Oh, sí, sí que la ansío. La muerte. La mía.
Y sin embargo… ¿acaso no sueño todavía con volver a casa?
Observó el raído portal que provocaba ampollas en el aire, después se partía en dos, una brecha amplia pintada de llamas grises, su buche nada salvo oscuridad borrosa.
El hechicero se hizo a un lado y Saur y Kholb se precipitaron por la abertura y se desvanecieron en la penumbra. Sathbaro Rangar los siguió, después Taralack e Icarium. Y entonces le tocó a Ahlrada Ahn. Se lanzó hacia delante, se metió en el vacío…
… y tropezó con la marga que crujía, el aire dulce de los aromas del bosque. Como en el mundo que acababan de abandonar, caían las últimas horas de la tarde. Ahlrada Ahn continuó avanzando y miró a su alrededor.
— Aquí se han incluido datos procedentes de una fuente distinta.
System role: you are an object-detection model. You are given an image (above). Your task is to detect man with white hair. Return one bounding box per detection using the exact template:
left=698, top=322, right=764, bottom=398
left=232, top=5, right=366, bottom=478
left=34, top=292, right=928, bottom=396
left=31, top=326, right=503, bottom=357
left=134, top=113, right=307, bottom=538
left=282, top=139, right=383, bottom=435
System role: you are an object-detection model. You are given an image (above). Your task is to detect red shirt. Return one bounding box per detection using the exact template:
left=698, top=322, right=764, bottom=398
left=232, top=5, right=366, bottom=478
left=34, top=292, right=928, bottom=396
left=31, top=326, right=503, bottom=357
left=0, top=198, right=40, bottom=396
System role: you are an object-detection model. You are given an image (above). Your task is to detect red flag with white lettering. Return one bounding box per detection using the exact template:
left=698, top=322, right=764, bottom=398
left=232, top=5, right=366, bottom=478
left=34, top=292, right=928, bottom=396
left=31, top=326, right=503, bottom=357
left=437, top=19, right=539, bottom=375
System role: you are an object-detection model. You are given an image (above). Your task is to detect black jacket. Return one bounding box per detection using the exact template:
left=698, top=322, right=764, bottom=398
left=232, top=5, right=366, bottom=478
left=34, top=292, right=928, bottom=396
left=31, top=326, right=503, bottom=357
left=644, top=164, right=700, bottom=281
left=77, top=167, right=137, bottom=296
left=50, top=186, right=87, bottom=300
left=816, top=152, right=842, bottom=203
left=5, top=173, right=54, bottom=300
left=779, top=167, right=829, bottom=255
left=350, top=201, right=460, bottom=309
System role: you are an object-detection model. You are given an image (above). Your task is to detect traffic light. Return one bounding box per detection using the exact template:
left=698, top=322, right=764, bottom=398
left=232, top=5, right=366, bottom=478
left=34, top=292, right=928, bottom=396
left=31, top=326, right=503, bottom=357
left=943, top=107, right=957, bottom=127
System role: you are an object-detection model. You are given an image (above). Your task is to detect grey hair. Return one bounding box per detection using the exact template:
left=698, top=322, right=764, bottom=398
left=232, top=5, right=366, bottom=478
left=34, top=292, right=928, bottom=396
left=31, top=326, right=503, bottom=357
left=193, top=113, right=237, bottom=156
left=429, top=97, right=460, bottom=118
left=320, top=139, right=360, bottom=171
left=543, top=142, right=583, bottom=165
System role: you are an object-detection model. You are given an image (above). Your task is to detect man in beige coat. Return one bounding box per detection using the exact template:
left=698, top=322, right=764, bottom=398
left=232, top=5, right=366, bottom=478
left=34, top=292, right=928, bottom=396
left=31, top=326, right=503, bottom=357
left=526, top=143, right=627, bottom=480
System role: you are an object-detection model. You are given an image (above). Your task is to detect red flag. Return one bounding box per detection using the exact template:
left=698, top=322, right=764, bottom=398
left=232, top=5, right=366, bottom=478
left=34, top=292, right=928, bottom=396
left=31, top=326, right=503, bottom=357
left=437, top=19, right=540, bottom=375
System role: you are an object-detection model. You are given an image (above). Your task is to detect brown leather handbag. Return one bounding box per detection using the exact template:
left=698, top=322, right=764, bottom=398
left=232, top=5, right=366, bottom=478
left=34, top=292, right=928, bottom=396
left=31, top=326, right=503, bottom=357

Estaban solos, sin oposición alguna.
—¿Dónde estamos? —oyó preguntar a Icarium.
Y el hechicero arapay se volvió.
—Deriva Avalii, guerrero. Donde reside el trono de Sombra.
—¿Y quién lo protege? —preguntó Taralack Veed—. ¿Dónde está ese fiero enemigo vuestro?
Sathbaro Rangar levantó la cabeza, como si olisqueara el aire y después lanzó un gruñido sorprendido.
—Los demonios han huido. ¡Han huido! ¿Por qué nos han entregado el trono? ¿Después de todas esas batallas? No lo entiendo.
Ahlrada Ahn miró a Icarium. Demonios… huir.
—No lo entiendo —volvió a decir el hechicero.
Quizá yo sí. Oh, Hermanas, ¿quién camina ahora entre nosotros?
Lo sobresaltó entonces un leve susurro, giró en redondo y alzó las armas.
Pero no era más que un búho que bajaba deslizándose por el ancho sendero que tenían delante.
Vio un destello de movimiento entre el humus, y las garras del ave raptora bajaron de repente. El búho subió aleteando una vez más con una diminuta forma rota aferrada en su presa de reptil.
—No importa —estaba diciendo el hechicero arapay—. Vamos a reclamar nuestro trono. —Y echó a andar, cojeando, arrastrando una pierna doblada, camino abajo.
Desconcertado, Taralack Veed miró a Icarium.
—¿Qué percibes de este lugar?
Los ojos que lo contemplaron carecían de vida.
—Los demonios de Sombra se fueron con nuestra llegada. Había… alguien… un hombre, pero él también se ha ido. Hace algún tiempo. Es aquel al que yo me habría enfrentado.
—¿Lo bastante hábil para desatarte, Icarium?
—Lo bastante hábil, quizá, para matarme, Taralack Veed.
—Imposible.
—Nada es imposible —dijo Icarium.
Echaron a andar tras la media docena de edur que se habían apresurado a reunirse con Sathbaro Rangar.
Quince pasos camino abajo se encontraron con las primeras señales de la batalla pasada. Cuerpos hinchados de demonios aptorianos y azalanos muertos. Taralack Veed sabía que no habrían caído con facilidad. Había oído hablar de pérdidas atroces entre los edur y, en especial, entre los letherii. Esos cuerpos se los habían llevado.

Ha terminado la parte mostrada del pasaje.